Trump’s astounding victory over the candidate endorsed by The Times, Hillary Clinton, does not vaporize the many profound concerns that we and millions of other Americans have about his fitness for the job. It does, however, put him in a position of immense power and influence over the lives and livelihoods of the 320 million people who reside here — and, arguably, the other 7 billion people on the planet.

That’s why we wish Trump success as president just as we would have done for Clinton — because we want this country to flourish. Or as the president-elect would put it, we want it to be great.

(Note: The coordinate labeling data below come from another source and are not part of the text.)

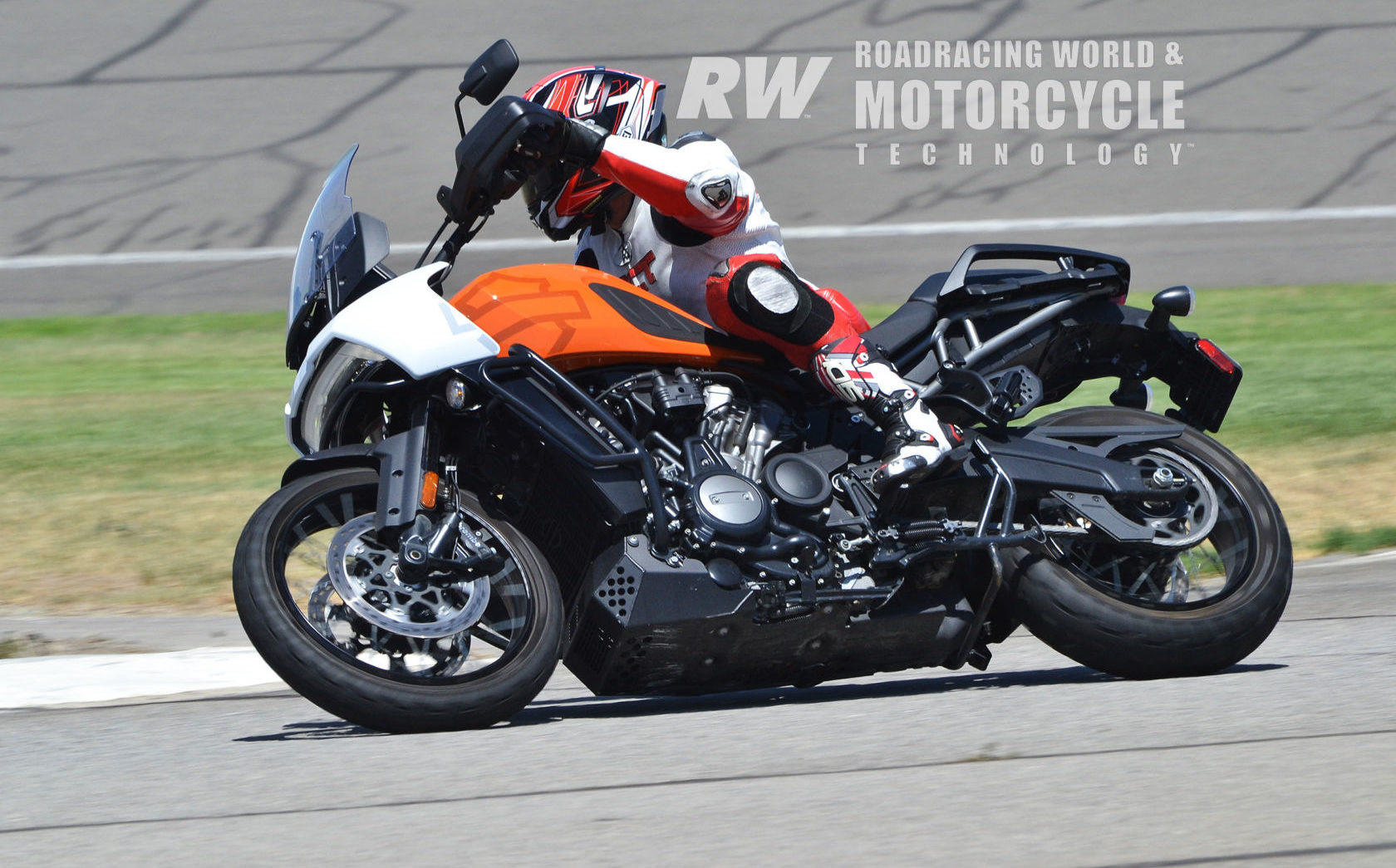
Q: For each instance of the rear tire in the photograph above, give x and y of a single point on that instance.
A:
(338, 673)
(1135, 636)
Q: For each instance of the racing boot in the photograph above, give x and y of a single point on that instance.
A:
(917, 443)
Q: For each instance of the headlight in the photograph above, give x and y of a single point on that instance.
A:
(348, 363)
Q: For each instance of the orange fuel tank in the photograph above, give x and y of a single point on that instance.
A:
(580, 317)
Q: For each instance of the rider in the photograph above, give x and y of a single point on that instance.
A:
(686, 223)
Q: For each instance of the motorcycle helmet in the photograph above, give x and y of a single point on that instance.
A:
(562, 199)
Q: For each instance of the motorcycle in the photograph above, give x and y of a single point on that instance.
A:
(553, 465)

Trump should seek — in concert with those who opposed him — to identify shared goals that can begin to bring the country together and move it forward.

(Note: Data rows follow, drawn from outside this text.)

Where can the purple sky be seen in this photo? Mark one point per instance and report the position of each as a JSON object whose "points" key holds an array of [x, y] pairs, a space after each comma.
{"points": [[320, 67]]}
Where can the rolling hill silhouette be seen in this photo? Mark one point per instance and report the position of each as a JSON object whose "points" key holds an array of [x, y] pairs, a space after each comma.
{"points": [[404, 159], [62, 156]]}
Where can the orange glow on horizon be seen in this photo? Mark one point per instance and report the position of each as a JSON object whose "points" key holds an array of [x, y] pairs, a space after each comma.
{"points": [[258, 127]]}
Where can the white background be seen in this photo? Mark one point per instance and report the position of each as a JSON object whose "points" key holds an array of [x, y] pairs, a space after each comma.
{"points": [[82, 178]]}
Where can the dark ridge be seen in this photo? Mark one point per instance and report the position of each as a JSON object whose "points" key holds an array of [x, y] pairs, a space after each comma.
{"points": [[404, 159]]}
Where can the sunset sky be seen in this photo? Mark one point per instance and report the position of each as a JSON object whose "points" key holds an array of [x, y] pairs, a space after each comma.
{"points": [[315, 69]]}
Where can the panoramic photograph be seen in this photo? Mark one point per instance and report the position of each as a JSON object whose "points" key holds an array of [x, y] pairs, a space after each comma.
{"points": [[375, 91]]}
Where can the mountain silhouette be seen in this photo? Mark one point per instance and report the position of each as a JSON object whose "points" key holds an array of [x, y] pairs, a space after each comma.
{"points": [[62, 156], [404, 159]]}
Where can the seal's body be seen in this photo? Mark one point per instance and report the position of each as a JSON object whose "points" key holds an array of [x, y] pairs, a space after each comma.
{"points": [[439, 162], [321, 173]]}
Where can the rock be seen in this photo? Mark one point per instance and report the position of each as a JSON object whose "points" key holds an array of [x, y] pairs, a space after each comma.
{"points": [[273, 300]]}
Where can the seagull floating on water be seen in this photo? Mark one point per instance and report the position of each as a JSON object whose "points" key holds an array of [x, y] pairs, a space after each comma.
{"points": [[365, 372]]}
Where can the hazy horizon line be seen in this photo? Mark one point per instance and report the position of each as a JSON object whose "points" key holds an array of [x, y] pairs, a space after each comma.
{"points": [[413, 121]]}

To be clear, we remain deeply worried about Trump’s character — his tendency toward bullying and bigotry, his reckless, demagogic style. Untamed, these could prove dangerous in the years ahead. Nor do we support the vast portion of the agenda that he laid out in his polarizing and mean-spirited campaign. And it’s hard to interpret his slim victory margin as a mandate to enact any part of that agenda, whether it be building a border wall, making it even harder for refugees from war zones to enter the U.S. or busting the federal budget with multitrillion-dollar tax cuts. Not when nearly as many voters backed a candidate who forcefully rejected those ideas.

Rather than trying to ram through such a divisive program, Trump should seek — in concert with those who opposed him — to identify shared goals that can begin to bring the country together and move it forward. Real leaders rally people around common objectives; once people agree on the problem, a path to compromise can emerge.

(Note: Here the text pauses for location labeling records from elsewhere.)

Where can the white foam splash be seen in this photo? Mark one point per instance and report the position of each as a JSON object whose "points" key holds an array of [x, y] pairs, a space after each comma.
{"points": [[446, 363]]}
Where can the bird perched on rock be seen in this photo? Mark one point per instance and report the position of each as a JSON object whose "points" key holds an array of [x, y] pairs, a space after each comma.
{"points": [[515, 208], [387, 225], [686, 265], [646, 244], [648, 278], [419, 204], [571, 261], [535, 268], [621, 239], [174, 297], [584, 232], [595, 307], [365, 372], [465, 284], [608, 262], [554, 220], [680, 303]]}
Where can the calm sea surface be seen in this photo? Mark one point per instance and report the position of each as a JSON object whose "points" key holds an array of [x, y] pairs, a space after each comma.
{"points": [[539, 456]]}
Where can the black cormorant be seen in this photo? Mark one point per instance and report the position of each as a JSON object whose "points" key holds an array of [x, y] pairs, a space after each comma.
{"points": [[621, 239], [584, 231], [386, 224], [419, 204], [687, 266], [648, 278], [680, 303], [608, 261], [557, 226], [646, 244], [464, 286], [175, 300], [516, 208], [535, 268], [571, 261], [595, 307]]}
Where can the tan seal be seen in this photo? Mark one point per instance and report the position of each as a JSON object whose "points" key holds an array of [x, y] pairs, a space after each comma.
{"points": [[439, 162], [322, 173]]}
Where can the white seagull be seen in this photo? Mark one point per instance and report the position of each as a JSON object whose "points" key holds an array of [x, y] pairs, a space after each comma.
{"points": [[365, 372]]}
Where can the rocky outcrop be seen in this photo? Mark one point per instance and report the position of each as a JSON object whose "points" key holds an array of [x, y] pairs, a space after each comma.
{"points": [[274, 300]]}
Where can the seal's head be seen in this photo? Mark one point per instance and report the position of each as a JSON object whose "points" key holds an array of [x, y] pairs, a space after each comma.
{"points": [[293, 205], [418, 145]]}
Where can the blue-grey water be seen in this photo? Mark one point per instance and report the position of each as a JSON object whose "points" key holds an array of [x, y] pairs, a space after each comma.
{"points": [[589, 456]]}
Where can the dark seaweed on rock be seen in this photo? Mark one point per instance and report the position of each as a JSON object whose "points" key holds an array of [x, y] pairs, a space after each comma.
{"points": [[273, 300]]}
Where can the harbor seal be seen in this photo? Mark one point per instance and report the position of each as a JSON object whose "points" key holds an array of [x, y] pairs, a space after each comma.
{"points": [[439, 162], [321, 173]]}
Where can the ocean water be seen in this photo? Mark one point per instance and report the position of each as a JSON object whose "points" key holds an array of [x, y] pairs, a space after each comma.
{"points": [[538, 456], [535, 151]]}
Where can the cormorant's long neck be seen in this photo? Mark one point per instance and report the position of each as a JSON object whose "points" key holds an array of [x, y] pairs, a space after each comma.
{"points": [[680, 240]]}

That sort of leadership was not a hallmark of Trump’s campaign, which was instead a prolonged exercise in grievance, anger and accusation. We’ve watched with alarm as Trump displayed his eggshell ego, disregarded the truth and blithely suggested reckless changes in foreign policy and national defense (for example, not defending NATO allies unless they increased their defense budgets, or arming Japan and South Korea with nuclear weapons).

This country can’t afford that version of Donald Trump in the White House. He needs instead to be careful and disciplined, if he can. Surrounding himself with people with substantive experience in government and sober judgment will be essential, considering that Trump has none of the former and has displayed little of the latter.


In searching for common-ground issues, Trump might want to think about one message delivered by voters on both sides of the political spectrum this year — the demand for campaign finance reform. The voters who elevated Trump as the GOP’s standard-bearer and the ones who nearly did the same for Bernie Sanders in the Democratic Party see a political system corrupted by the money thrown at campaigns. In their minds, the system is rigged, not liberated, by the court rulings and regulatory failures that have allowed special interests to drown out opposing viewpoints and lobbyists seemingly to buy access to power.

There’s a clear place to start: by attacking the ability of anonymous donors to spend unlimited amounts of cash to influence voters. The main defenders of this “dark money” scourge have been Republicans, who evidently consider it a competitive advantage. But Trump isn’t part of the Republican establishment, and he shouldn’t defend such a key part of the “rigged” system he campaigned against.

Ultimately, any change to campaign finance rules will require a prodigious act of legislative compromise. But so would fixing the country’s failing immigration laws, overhauling the tax code, investing in infrastructure, creating more manufacturing jobs, stimulating economic growth, reining in the cost of prescription drugs and health insurance — the United States is so polarized that seemingly every task in Congress is a heavy lift.

Becoming president isn’t like taking over a company — Trump can’t fire the lawmakers or voters who don’t fall in line behind him. He has to move past the divisive slogans that put him in office and strive instead to identify the goals that Americans share. He should start with campaign finance and go from there.